The government intends to proceed with its timetable for new GCSEs and A levels to be introduced from 1 September 2015, a year after the new national curriculum is taught in maintained schools.  Ofqual, the examination regulator, described the timetable as “challenging”.  The NUT argued (rather dramatically) that it “could lead to a collapse of the system”.  Malcolm Trobe, deputy general secretary of the Association of School and College Leaders (ASCL), called for the introduction of the GCSEs to be delayed to September 2016, with the new A levels postponed for first teaching in 2018.

The government plans to introduce a new grading structure for the reformed GCSEs in English Language, English Literature, Mathematics, History, Geography, Computer Sciences and other Sciences from September 2015. News grades for the other subjects will follopw a year later.  Exam boards are hoping that the changes will include a new A** grade for the exceptionally bright or pupils having the opportunity of gaining an A* with merit.  Michael Gove, the Secretary of State for Education, is clear that the bar for the C grade should be raised.
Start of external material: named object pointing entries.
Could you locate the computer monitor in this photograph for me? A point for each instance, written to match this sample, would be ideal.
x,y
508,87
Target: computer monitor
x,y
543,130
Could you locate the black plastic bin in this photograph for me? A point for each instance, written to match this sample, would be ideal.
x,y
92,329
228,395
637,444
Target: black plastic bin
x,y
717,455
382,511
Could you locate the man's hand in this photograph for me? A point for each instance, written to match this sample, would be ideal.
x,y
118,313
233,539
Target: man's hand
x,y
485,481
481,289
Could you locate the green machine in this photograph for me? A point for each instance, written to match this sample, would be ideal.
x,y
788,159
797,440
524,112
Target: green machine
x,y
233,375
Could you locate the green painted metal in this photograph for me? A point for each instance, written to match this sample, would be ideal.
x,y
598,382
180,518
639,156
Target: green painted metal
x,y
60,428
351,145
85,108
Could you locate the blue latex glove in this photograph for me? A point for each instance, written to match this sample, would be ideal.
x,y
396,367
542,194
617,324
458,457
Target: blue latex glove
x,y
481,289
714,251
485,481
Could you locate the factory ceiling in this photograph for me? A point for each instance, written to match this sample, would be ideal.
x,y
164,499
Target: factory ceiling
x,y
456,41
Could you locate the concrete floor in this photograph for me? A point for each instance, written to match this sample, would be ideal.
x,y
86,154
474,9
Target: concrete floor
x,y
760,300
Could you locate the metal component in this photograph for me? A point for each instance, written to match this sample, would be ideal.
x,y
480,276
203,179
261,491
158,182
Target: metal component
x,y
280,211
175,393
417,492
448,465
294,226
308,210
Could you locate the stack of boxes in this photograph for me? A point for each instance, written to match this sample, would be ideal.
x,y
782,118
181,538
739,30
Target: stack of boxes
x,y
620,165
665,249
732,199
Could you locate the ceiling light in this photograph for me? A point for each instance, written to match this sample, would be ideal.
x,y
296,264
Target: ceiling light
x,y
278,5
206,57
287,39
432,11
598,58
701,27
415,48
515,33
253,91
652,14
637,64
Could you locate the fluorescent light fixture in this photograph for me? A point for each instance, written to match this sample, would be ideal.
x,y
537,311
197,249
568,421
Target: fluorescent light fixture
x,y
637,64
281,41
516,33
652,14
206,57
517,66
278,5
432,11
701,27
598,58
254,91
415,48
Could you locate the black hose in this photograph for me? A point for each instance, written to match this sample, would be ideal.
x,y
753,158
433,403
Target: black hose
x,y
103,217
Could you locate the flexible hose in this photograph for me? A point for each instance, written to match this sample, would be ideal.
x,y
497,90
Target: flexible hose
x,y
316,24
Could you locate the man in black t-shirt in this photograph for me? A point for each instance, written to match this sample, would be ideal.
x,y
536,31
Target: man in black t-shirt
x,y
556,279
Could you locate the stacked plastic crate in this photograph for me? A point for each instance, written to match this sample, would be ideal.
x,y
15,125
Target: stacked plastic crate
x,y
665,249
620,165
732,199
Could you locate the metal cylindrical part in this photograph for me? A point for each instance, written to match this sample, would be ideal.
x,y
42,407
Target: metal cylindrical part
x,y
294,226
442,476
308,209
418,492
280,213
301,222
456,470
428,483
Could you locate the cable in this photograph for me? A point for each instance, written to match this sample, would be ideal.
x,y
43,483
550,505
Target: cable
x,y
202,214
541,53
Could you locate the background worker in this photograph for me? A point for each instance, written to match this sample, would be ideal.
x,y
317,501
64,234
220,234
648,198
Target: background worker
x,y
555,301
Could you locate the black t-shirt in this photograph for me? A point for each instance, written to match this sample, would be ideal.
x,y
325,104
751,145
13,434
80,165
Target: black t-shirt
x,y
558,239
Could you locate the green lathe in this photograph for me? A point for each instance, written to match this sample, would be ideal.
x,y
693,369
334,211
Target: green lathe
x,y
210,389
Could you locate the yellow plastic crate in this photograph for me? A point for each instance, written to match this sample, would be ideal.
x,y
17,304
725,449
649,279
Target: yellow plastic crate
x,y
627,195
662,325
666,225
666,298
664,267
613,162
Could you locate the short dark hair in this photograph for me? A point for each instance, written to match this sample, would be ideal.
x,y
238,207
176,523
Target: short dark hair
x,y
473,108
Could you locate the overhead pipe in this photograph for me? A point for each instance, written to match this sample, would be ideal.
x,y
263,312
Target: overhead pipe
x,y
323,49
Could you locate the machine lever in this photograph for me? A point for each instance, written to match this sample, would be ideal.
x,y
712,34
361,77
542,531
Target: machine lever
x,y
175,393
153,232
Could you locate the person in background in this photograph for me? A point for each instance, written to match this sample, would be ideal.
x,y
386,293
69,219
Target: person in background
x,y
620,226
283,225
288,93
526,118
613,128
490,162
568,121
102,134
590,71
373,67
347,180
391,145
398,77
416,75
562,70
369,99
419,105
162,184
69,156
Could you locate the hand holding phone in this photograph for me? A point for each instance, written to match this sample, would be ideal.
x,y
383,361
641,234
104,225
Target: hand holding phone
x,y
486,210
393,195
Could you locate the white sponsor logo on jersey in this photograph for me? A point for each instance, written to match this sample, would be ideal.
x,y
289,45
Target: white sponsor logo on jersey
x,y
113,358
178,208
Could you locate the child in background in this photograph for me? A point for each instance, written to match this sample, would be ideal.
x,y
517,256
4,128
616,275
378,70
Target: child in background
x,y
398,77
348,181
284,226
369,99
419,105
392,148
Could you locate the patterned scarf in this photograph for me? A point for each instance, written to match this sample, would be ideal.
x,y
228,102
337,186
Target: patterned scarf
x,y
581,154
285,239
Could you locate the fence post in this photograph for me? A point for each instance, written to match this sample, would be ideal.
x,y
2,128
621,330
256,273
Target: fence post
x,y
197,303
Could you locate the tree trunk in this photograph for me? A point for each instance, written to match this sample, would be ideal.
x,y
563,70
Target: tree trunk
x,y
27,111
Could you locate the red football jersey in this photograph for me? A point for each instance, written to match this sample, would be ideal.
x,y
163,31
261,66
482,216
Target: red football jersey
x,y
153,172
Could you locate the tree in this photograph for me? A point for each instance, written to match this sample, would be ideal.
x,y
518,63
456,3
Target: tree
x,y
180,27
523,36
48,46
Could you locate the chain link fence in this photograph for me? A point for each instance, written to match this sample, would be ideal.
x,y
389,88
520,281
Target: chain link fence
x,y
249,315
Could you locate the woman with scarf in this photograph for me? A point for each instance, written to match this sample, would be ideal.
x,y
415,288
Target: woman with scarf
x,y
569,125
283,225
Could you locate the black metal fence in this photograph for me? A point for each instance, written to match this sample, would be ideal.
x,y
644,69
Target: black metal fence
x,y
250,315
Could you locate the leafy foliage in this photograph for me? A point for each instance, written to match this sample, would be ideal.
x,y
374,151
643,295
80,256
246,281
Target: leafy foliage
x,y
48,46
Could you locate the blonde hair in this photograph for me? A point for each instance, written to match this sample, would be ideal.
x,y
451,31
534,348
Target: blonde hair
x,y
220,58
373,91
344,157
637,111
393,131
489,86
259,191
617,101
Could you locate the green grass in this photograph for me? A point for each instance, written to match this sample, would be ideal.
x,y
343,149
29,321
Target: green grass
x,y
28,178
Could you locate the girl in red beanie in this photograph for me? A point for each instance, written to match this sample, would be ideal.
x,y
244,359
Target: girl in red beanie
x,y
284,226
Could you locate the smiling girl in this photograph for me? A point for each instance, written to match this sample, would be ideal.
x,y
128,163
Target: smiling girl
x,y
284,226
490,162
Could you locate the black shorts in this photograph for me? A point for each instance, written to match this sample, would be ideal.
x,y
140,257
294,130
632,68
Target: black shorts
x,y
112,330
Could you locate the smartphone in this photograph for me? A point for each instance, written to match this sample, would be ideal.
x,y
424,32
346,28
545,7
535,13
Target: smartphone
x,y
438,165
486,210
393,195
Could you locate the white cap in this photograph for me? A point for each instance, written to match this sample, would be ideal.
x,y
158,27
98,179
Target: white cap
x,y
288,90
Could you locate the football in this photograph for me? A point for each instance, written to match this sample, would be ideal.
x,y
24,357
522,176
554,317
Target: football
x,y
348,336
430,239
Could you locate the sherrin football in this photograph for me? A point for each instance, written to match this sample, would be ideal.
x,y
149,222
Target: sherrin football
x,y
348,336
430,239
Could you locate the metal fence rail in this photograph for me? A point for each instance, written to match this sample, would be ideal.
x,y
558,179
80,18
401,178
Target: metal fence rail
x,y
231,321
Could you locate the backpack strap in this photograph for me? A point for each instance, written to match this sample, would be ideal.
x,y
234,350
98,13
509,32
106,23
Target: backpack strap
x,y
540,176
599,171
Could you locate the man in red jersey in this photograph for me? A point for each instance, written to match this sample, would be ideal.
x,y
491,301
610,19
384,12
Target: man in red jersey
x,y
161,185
Gove also wants (despite opposition) to abandon the two-tier system of examinations in some subjects like Mathematics and to introduce only external assessments.  However, he has abandoned plans to franchise English, Mathematics and the Science to single exam boards, despite 82% of respondents (during the consultation) being in favour, stating that that was “a bridge too far”.   In the meantime, Gove has decided to scrap plans to introduce the English Baccalaureate Certificate (EBC).